Our findings, though based on relatively small sample size, further support the role of the gut microbiota in pathogenesis of MC, suggesting that expansion of pathogenic bacteria, including Prevotella species and concomitant depletion of commensal taxa, contribute to associated colonic inflammation. A number of limitations to our study must be acknowledged, including the observed between-group age difference, in which MC patients were significantly older than HC subjects, although it proved non-significant for alpha diversity. While age may influence gut microbiome beta diversity, the factors explaining the greatest degree of variance in microbiota composition were clinical groups and dominant taxon. The mean age of MC diagnosis is 66 years, thus rendering it possible that age-dependent gut microbiome changes are a risk factor for MC development. It should be noted that MC consists of two subtypes, and possible differences in gut microbiome composition between subtypes are not assessed in the current study due to sample size, but should be investigated further. Furthermore, the small sample size of our cell-free extract assays renders the results preliminary and should be confirmed in a larger cohort. Lastly, our study is based on 16S rRNA V4 biomarker gene sequencing, which only detects bacteria and offers limited resolution at the species level. Future microbiome studies in larger cohorts are required, to capture perturbations to the composition of the whole gut microbiome (including mycobiome and virome), its functional gene capacity, and bioactive molecular productivity. Coupling of these studies with model systems will permit gut microbiome contributions to microscopic colitis to be more fully elucidated.

Conclusion

The findings of this study support a role of the gut microbiota in pathogenesis of microscopic colitis.

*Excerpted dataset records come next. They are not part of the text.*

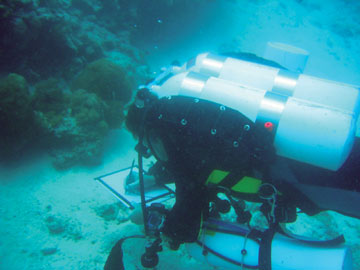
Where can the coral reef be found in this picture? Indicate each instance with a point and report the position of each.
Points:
(16, 116)
(111, 83)
(106, 79)
(78, 137)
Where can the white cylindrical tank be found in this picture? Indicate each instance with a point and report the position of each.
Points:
(306, 131)
(332, 94)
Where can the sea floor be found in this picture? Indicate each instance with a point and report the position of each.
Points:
(66, 220)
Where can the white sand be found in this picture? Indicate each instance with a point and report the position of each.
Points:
(34, 195)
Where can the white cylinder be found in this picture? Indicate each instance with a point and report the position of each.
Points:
(307, 131)
(330, 93)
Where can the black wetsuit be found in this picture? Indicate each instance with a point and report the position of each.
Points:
(191, 137)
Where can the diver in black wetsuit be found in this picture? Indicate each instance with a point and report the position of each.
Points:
(203, 145)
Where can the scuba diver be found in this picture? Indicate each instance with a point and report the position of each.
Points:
(203, 145)
(207, 147)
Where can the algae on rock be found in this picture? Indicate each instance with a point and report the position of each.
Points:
(16, 116)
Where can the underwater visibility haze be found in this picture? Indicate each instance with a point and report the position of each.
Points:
(69, 72)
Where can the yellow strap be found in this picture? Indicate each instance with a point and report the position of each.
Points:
(247, 185)
(216, 177)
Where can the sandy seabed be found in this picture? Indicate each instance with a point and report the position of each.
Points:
(66, 220)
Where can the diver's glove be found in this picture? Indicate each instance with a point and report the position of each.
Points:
(156, 218)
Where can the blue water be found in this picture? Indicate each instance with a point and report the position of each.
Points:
(51, 219)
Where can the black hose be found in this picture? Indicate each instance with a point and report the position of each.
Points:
(115, 258)
(142, 192)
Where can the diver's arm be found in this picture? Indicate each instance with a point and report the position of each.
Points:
(183, 222)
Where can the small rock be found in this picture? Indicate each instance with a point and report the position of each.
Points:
(49, 251)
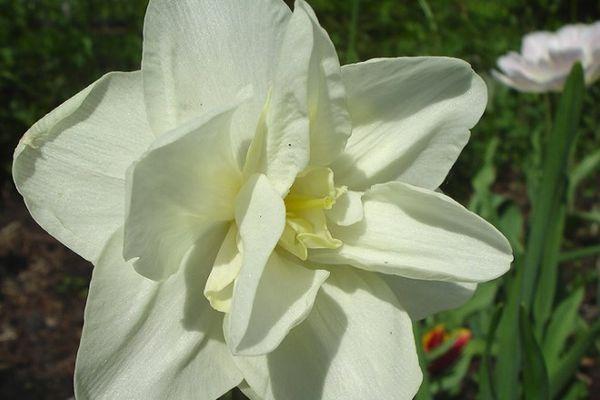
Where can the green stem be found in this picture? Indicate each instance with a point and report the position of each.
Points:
(351, 53)
(579, 253)
(569, 363)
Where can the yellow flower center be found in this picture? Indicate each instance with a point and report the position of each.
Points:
(312, 193)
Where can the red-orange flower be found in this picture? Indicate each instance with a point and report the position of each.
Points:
(438, 336)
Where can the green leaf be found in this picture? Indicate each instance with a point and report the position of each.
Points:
(584, 169)
(508, 359)
(536, 385)
(569, 363)
(577, 391)
(561, 325)
(424, 392)
(547, 280)
(511, 225)
(571, 255)
(482, 200)
(552, 191)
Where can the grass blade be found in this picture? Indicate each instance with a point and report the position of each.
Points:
(568, 364)
(554, 180)
(536, 385)
(563, 323)
(486, 381)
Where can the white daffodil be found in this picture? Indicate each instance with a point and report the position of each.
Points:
(258, 216)
(547, 57)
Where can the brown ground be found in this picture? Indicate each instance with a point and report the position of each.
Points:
(43, 287)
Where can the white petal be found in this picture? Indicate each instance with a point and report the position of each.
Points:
(281, 146)
(518, 81)
(147, 340)
(284, 297)
(411, 118)
(260, 216)
(178, 190)
(347, 210)
(219, 285)
(199, 54)
(419, 234)
(424, 298)
(356, 344)
(536, 45)
(330, 124)
(70, 166)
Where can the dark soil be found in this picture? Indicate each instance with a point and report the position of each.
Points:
(43, 287)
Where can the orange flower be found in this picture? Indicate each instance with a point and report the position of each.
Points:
(438, 336)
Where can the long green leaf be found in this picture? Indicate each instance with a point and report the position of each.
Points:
(584, 169)
(508, 359)
(571, 255)
(536, 385)
(561, 326)
(568, 364)
(424, 391)
(547, 281)
(554, 180)
(487, 390)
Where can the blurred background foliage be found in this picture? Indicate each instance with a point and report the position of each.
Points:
(51, 49)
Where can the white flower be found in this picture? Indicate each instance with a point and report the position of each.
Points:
(283, 208)
(547, 57)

Data indicate that expansion of opportunistic pathogenic bacteria associated with inflammatory diseases, including Prevotella at the expense of anti-inflammatory commensal species, may contribute to inflammation and symptomology in these patients. Predicted functional gene capacity of MC microbiomes is distinct, and in vitro experiments indicate that their cell-free products induce a different response from epithelial cells. Thus, gut microbiome-targeted therapies, including dietary and live microbial interventions, may offer a novel approach for management or reversal of disease.